9312 - Major or mild neurocognitive disorder due to Alzheimer's disease

DBQ: Link to Index of DBQ/Exams by Disability for DC 9312 

Acronym: AD

Definition

A progressive loss of cognitive function that is associated with large numbers of senile plaques in the cerebral cortex and in the gray matter below.

Etiology

The cause of the condition is unknown. In 25% of cases, the history reveals that a relative has the disease.

Signs & Symptoms

The onset of Alzheimer's disease is usually slow and gradual. The three stages are designated as early, intermediate and severe.

  • The early stage usually begins with loss of recent memory, failure to learn new and recent events, and inability to recognize previously known familiar places. There may be progressive inability to perform activities of daily living (ADL), such as balancing a checkbook, walking to a store without getting lost, and labile (rapidly shifting) emotions.

  • The intermediate stage is often characterized by being unable to recall new information, fading remote memory, and the need for help to complete daily living activities. Accidents and falls may be more common due to confusion.

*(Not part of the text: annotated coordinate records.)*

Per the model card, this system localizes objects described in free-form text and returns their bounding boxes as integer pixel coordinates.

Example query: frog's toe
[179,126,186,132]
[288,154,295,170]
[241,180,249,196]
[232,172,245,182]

  • In the severe stage, patients are bedridden, incontinent, and present and remote memory are lost. As swallowing ability becomes impaired, then choking, malnutrition or hypostatic pneumonia are possibilities.

Tests

Diagnosis of the condition is based on demonstration of multiple cognitive deficits manifested by both memory impairment and cognitive disturbances which are not better accounted for by another condition. The following tests are done to rule out other etiologies:

  • Physical examination and history

  • Laboratory and x-ray studies to rule out any causes for the condition

  • Blood count (CBC)

  • Sedimentation rate (ESR)

  • Blood test for syphilis (VDRL)

  • Metabolic screen (SMA 12-16)

  • Thyroid-stimulating hormone (TSH)

  • Vitamin B12 level

  • Chest x-ray

  • Brain-computed tomography (CT)

  • Magnetic resonance imaging (MRI)

  • Analysis of cerebrospinal fluid (CSF)

  • Electroencephalogram (EEG)

  • Mental status test.

Treatment

The treatment principles are the same as for dementia of unknown etiology (see Diagnostic Code: 9310 Dementia of unknown etiology). Some drugs, which are under investigation, temporarily improve memory in the early stages, but they do not stop the disease progression.

Residuals

The rate of progression varies, but survival ranges from 2 to 20 years with 7 years being the average.

Special Considerations

  • This disease shall be granted service connection although not otherwise established as incurred in or aggravated by service if manifested to a compensable degree within the applicable time limits under 38 CFR 3.307 following service in a period of war or following peacetime service on or after January 1, 1947, provided the rebuttable presumption provisions of 38 CFR 3.307 are also satisfied [38 CFR 3.309 [Disease subject to presumptive service connection], 38 CFR 3.309 (a).  [chronic disease].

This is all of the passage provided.